Hoarding may mean private individuals storing hoards of gold, jewels or money for their own use, with an implication that they do not intend to use or dispose of it.
In economics, it usually refers to private individuals keeping unusually high stocks of goods for their own use, rather than relying on the market. They may see this as a way of attaining food security in a high-risk situation. Hoarding has been perceived to be extremely important in wartime and in famine situations, where it can lead to significant amounts of food and other products being removed from the market, so that people cannot buy them at a time when enough exists to supply the market at the normal price. In hyperinflation situations, they may hoard any non-perishable goods in the belief that they will no longer be able to buy them at future prices. Less dramatically, people may hoard sugar, say, if there is a rumour that the supermarkets are running out of, with the effect that the supermarkets, which keep low stocks, do in fact run out for a week or two. Governments frequently launch anti-hoarding campaigns in such circumstances, suggesting that hoarding is unnecessary, unpatriotic, or anti-social, so the word has emotional overtones. There is often an implication that hoarding occurs because individuals do not believe that the market will operate efficiently in current or expected conditions.

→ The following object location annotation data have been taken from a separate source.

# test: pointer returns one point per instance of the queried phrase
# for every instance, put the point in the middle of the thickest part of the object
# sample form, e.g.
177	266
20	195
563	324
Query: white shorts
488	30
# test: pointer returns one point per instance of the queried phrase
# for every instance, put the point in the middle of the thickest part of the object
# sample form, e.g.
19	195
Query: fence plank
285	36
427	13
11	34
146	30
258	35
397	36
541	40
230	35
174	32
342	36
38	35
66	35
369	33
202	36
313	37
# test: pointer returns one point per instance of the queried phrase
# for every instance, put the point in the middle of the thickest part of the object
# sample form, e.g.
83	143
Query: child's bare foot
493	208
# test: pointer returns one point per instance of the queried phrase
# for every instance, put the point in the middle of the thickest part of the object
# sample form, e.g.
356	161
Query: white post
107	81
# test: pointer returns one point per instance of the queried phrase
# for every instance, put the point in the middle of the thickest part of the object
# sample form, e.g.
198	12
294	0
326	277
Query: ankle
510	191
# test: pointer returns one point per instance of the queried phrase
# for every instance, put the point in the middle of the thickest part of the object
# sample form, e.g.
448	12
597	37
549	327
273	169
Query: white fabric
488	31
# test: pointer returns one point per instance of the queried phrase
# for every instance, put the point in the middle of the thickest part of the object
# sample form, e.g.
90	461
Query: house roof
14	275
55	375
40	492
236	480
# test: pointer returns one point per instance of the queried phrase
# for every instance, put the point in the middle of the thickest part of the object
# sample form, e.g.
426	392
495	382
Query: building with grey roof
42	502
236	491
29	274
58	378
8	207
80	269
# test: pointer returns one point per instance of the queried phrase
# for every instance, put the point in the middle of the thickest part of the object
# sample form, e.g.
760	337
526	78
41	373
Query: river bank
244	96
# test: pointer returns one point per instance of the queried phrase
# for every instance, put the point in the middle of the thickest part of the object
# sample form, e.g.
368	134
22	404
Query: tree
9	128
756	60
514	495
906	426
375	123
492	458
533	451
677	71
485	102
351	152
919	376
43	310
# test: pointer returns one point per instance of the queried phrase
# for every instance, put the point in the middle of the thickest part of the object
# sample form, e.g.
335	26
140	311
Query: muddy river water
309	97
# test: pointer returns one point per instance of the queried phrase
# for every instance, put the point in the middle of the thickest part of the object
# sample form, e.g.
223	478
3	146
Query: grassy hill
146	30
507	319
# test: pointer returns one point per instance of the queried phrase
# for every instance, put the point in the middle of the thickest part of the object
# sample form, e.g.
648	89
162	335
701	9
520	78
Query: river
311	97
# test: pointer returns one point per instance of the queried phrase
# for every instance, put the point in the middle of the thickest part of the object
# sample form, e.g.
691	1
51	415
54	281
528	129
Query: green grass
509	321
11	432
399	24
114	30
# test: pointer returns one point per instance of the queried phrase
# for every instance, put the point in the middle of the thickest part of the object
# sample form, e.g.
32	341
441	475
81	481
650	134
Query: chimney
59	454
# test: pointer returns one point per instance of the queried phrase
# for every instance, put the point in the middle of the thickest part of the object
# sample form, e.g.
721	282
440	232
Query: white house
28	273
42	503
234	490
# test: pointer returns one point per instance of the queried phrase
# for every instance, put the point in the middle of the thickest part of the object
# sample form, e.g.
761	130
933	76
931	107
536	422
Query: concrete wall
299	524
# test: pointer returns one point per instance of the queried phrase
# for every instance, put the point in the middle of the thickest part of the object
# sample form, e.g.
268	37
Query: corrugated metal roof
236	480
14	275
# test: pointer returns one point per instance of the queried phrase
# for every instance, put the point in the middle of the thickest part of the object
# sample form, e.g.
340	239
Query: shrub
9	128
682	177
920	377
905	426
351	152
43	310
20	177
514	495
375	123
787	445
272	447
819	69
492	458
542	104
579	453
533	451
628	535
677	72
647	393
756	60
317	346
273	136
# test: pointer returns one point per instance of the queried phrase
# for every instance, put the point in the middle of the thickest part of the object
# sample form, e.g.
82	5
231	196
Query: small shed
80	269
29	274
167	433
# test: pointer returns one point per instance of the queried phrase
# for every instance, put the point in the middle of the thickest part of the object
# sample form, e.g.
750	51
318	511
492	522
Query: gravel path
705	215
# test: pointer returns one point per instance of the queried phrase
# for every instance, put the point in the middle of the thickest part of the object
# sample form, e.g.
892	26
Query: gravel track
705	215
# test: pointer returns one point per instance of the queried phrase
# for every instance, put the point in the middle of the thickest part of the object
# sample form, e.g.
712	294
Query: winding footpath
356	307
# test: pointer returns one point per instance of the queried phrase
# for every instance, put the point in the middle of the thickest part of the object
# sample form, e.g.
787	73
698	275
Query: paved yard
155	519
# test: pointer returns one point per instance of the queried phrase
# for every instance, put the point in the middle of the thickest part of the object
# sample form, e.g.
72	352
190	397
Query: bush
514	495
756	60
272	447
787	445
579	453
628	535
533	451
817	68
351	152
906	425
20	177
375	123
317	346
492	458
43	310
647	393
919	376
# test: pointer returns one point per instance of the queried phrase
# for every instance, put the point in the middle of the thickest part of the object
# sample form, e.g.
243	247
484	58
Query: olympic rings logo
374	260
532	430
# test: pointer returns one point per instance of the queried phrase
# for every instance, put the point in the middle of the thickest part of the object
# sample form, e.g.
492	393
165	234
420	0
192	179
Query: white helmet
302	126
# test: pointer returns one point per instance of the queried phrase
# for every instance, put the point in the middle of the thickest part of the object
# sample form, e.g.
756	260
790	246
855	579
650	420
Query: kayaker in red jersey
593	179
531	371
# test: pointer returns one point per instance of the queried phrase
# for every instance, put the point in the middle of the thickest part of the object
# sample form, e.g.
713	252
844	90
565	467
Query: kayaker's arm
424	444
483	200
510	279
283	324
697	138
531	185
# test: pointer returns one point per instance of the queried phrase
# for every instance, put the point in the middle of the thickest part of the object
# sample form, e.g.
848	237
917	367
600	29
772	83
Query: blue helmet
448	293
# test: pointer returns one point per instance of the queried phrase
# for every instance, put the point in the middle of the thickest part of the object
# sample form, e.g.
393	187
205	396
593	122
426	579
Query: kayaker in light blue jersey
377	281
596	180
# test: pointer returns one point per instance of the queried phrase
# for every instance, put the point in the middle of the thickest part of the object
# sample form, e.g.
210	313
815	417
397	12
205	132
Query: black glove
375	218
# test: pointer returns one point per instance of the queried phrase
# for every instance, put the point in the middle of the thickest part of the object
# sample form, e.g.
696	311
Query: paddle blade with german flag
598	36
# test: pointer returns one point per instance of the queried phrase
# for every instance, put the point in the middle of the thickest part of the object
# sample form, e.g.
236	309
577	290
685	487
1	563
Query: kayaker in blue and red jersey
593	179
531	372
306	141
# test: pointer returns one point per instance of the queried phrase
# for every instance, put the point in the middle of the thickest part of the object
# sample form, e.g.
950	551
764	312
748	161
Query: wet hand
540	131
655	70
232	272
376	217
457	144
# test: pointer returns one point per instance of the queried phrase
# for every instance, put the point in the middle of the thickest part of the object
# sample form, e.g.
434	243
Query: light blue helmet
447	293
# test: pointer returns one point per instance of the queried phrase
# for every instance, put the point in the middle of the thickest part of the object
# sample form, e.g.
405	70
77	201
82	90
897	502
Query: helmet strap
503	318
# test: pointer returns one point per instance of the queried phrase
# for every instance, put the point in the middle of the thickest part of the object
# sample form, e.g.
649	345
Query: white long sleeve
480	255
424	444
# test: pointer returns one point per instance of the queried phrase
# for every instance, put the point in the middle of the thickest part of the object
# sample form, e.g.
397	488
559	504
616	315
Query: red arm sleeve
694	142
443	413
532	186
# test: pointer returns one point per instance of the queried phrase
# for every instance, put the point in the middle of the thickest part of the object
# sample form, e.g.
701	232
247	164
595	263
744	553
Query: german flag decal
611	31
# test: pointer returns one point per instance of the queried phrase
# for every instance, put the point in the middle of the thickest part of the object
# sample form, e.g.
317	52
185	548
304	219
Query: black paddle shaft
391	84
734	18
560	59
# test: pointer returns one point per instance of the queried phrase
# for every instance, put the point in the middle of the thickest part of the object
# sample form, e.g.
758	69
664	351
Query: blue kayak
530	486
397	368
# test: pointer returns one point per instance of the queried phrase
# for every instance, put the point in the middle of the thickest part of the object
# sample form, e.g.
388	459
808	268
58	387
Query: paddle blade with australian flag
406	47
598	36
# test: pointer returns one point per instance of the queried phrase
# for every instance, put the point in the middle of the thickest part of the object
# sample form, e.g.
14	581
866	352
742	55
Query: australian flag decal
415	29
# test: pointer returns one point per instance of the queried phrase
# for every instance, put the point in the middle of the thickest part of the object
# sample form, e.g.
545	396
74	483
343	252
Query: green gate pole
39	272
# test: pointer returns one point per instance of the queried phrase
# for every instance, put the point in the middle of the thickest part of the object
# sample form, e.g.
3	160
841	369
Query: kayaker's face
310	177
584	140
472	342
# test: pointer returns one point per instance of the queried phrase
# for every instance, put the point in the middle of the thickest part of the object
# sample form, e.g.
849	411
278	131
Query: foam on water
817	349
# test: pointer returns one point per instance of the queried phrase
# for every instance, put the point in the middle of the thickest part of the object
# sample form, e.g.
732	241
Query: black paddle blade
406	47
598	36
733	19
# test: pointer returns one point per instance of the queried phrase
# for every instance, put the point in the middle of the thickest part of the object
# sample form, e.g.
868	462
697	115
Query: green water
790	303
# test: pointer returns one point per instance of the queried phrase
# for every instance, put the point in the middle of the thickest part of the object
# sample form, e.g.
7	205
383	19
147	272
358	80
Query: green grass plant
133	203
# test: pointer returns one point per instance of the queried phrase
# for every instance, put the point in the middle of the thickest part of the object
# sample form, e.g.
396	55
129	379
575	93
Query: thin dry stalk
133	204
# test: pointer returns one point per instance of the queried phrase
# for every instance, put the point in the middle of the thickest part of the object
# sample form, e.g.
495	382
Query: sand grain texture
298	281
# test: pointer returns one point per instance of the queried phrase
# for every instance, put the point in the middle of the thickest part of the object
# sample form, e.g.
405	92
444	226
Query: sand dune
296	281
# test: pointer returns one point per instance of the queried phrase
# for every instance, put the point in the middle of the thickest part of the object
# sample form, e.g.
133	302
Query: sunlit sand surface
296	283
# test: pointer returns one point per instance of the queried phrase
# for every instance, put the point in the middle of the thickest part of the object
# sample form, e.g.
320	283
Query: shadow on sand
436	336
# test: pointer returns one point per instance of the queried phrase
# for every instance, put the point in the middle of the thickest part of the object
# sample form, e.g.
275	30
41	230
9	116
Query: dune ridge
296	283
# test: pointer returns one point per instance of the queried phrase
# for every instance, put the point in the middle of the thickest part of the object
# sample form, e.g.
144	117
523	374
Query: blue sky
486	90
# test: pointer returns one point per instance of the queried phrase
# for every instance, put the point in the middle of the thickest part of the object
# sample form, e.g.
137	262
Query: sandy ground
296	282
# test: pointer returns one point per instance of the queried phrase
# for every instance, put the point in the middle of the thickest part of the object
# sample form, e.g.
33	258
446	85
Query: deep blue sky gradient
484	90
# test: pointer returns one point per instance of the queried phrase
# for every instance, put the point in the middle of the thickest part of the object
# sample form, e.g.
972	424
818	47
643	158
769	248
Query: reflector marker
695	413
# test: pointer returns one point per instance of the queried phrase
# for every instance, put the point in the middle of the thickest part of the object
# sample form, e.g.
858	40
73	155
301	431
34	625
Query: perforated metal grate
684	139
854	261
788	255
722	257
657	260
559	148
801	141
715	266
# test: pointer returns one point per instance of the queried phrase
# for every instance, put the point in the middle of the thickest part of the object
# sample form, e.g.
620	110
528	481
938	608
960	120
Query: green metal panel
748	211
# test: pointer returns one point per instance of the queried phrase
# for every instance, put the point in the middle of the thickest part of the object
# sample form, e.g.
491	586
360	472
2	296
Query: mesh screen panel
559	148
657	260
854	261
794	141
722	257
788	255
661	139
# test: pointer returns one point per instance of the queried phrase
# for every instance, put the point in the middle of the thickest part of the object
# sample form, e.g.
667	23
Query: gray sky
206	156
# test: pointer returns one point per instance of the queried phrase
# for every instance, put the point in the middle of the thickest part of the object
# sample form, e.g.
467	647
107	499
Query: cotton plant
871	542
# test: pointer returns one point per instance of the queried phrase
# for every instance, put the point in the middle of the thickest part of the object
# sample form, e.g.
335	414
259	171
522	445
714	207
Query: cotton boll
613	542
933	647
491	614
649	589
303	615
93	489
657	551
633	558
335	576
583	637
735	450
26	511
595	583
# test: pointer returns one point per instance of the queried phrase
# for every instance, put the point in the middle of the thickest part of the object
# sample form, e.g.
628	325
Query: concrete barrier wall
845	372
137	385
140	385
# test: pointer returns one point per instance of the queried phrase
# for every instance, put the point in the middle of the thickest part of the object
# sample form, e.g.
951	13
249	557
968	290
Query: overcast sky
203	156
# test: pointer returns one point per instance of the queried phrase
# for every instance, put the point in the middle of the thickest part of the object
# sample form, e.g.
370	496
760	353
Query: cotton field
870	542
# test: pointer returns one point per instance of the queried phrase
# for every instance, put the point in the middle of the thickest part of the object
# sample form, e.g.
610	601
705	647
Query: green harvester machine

Rationing may be defined as a situation in which, in most cases, the central planning authority of the government decides for the citizens what they are to consume and allocating to the citizens the goods that are deemed necessary for this consumption. This system is often adopted in a socialist states like the [Soviet Union], where the government assumes the responsibility of what is to be produced, how it should be produced, for whom it should be produced, and when it should be produced.